Brief History and Origin
The origin of profiteroles is believed to have been in France during the 16th century. During this time, the French developed their recipe for choux pastry. The first recorded mention of profiteroles was in 1604 when they were mentioned in a cookbook by François Pierre La Varenne titled Le Cuisinier françois (The French Cook). In this book, La Varenne described how to make what he called “petits pâtés de pâte à choux” (little pastries made with choux pastry).
Profiteroles – The Recipe
- Preparation Time: 20 mins
- Cooking Time: 30 mins
- Total time: 50 mins
- Servings: 6
Ingredients
- 50g unsalted butter, cut into cubes
- 2 tbsp. caster sugar
- 2 lightly beaten eggs
- 75g all-purpose flour
- 300ml heavy cream
- Few drops of vanilla extract
- Pinch of salt
For the sauce
- 50g cocoa powder
175g confectioners’ sugar
Instructions
- Prepare the oven and preheat it to 200 degrees C. Pour 150ml water into a saucepan over low heat. Add 2 tsp. caster sugar and butter, cook until butter melts and sugar dissolves and bring the mixture to a boil.
- Quickly remove from heat, add flour and salt and whisk vigorously using a wooden spoon until the dough comes in the center of the pan, leaving the sides.
- Set the pan aside for 5 minutes until cool. Then add eggs, one at a time, and keep whisking until the dough becomes shiny and stiff.
- Rinse 2 baking sheets with cold water and spoon blobs of the dough using 2 teaspoons. Place the sheets in the oven and bake for 18 to 20 minutes or until brown and risen.
- Then remove from oven, make a small slit in the base of each profiterole, and place on the wire rack until cooled completely.
- Meanwhile, whip the cream until stiff enough to hold the shape. Add vanilla and the remaining caster sugar. Fold gently until everything combines well.
- Cut and fill the profiteroles with the sweetened cream and arrange them on a platter. Place in the refrigerator for 1 to 2 hours but not longer.
For the sauce
- Pour 100ml water into a saucepan over low heat, add sugar and cook until sugar dissolves completely. Bring the mixture to a boil and continue cooking for 1 minute. Remove from heat and add cocoa powder and stir until consistent.
- Place the saucepan back on the stove and cook for another 1 minute, then remove from heat and set aside to cool.
- When ready to serve, take the profiteroles out of the oven and serve with sauce drizzle on the top.
Popular variations
Here are a few ways you can change this basic recipe to adjust it to your liking:
- Chocolate Profiteroles: Inspired by Christmas chocolate pudding, these Profiteroles have the deep dark richness of the chocolate. From pastry to the filling, these will become your guilty pleasure.
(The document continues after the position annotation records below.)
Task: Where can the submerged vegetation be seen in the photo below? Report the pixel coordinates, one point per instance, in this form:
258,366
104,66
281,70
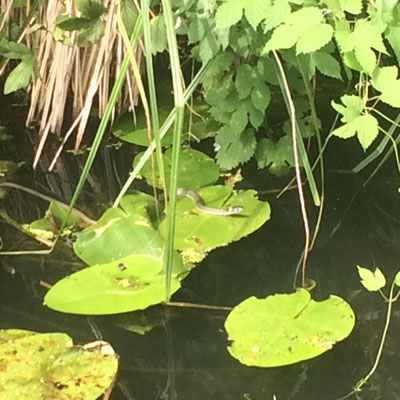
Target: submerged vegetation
234,65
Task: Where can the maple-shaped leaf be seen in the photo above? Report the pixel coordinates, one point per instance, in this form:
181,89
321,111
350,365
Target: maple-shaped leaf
362,48
365,126
385,80
305,28
229,13
234,148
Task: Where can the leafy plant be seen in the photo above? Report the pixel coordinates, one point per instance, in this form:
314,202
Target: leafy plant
49,365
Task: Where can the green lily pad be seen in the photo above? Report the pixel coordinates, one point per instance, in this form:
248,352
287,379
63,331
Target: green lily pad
49,366
199,231
196,169
117,235
128,284
284,329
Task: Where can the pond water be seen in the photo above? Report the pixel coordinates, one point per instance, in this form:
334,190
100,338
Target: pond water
186,357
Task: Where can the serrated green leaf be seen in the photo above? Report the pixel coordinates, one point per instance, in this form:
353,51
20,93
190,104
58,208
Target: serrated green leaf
276,13
305,27
255,11
326,64
239,121
74,23
244,80
372,281
365,126
261,96
393,37
371,38
353,106
234,148
19,77
256,117
283,37
92,33
397,279
275,155
314,38
229,14
385,80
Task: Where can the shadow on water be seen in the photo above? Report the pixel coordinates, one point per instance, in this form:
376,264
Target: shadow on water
186,357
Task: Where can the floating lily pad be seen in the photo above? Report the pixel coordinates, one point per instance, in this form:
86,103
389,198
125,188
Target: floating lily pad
284,329
125,129
196,169
128,284
117,235
199,231
49,366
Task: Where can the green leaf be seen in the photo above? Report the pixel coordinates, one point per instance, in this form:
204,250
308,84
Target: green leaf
372,281
372,38
284,329
19,77
305,27
261,96
14,50
397,279
275,156
283,37
239,121
115,235
255,11
196,169
393,37
326,64
234,148
197,231
385,80
244,80
158,34
127,284
92,34
229,13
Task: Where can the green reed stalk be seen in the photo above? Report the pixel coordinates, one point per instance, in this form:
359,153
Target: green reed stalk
176,142
152,91
106,117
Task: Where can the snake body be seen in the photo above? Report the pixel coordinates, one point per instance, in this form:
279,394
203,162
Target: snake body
193,195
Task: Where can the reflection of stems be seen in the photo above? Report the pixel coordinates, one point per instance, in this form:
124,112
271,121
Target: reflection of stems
194,305
365,379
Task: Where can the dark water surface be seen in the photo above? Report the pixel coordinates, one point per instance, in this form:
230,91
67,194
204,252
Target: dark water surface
186,358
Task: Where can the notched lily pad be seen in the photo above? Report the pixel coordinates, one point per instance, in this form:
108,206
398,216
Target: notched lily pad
49,366
198,231
196,169
284,329
116,235
128,284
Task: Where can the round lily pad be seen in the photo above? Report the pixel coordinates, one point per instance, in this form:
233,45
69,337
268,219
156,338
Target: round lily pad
284,329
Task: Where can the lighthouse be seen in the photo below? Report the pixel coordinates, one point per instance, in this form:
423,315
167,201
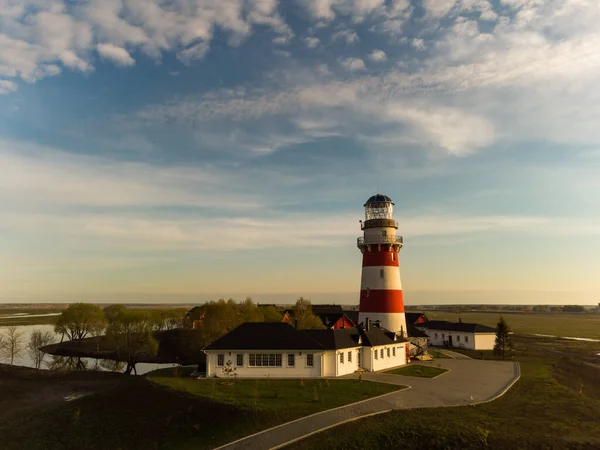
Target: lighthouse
380,287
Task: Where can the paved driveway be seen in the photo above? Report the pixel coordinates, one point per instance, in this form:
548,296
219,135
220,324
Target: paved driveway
468,381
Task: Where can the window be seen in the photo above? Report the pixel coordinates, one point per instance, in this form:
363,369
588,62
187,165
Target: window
265,360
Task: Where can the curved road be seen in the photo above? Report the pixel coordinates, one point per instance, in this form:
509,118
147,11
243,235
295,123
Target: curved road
469,381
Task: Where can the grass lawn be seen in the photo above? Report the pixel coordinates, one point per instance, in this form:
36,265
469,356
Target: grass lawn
558,324
417,370
163,411
555,405
436,353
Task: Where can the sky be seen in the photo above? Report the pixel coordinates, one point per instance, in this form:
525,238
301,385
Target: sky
155,150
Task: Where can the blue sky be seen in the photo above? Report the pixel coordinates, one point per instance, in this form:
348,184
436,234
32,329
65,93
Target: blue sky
188,150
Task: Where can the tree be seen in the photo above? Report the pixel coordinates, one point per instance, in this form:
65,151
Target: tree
37,340
302,312
131,332
79,320
13,343
503,341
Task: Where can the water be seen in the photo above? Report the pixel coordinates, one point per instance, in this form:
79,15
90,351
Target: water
21,315
72,363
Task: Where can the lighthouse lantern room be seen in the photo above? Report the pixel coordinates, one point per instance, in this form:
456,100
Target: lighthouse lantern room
380,288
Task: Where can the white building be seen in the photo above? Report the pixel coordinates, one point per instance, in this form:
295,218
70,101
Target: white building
278,350
458,334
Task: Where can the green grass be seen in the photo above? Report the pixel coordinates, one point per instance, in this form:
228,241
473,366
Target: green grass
418,370
437,354
585,325
164,411
544,409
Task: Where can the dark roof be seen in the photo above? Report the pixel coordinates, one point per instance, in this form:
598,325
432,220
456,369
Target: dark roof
335,339
413,331
265,336
456,326
379,198
412,318
352,315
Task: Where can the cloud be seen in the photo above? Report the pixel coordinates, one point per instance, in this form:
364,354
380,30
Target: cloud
436,9
32,176
419,44
377,55
40,36
312,42
353,64
118,55
6,87
349,36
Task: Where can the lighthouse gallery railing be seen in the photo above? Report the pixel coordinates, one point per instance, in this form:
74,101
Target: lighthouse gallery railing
379,240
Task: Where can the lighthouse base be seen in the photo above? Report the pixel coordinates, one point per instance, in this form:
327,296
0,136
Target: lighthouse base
395,322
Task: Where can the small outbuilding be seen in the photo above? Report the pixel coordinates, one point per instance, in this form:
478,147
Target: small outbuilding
459,334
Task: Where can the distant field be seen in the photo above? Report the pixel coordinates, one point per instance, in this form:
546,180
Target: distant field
558,324
27,319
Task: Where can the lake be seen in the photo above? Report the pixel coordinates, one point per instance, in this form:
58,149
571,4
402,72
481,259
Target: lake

- Strawberry Ice Cream Profiteroles with Green Tea Sauce: The classic pastry with a spin of condensed milk and caramel flavor combined with strawberry and green tea is unique and delicious.
- Peanut Butter and Jam Chocolate Ice Cream Profiteroles are exploding with peanut butter, chocolate ice cream, caramel, and jam flavors. They might sound hard to make with all the elements, but they are divine.
- Green-Tea Profiteroles: The green tea ice cream inside the puffy fluffy, golden Profiteroles with Black sesame Craquelin or cracker on top and silky ginger flavored Crème Anglaise. It is salty, caramel-ly, and sweet.
- White chocolate and pistachio Profiteroles: White chocolate and pistachio are a classic flavor combination. It is also water-mouthing in the fluffy, buttery profiteroles.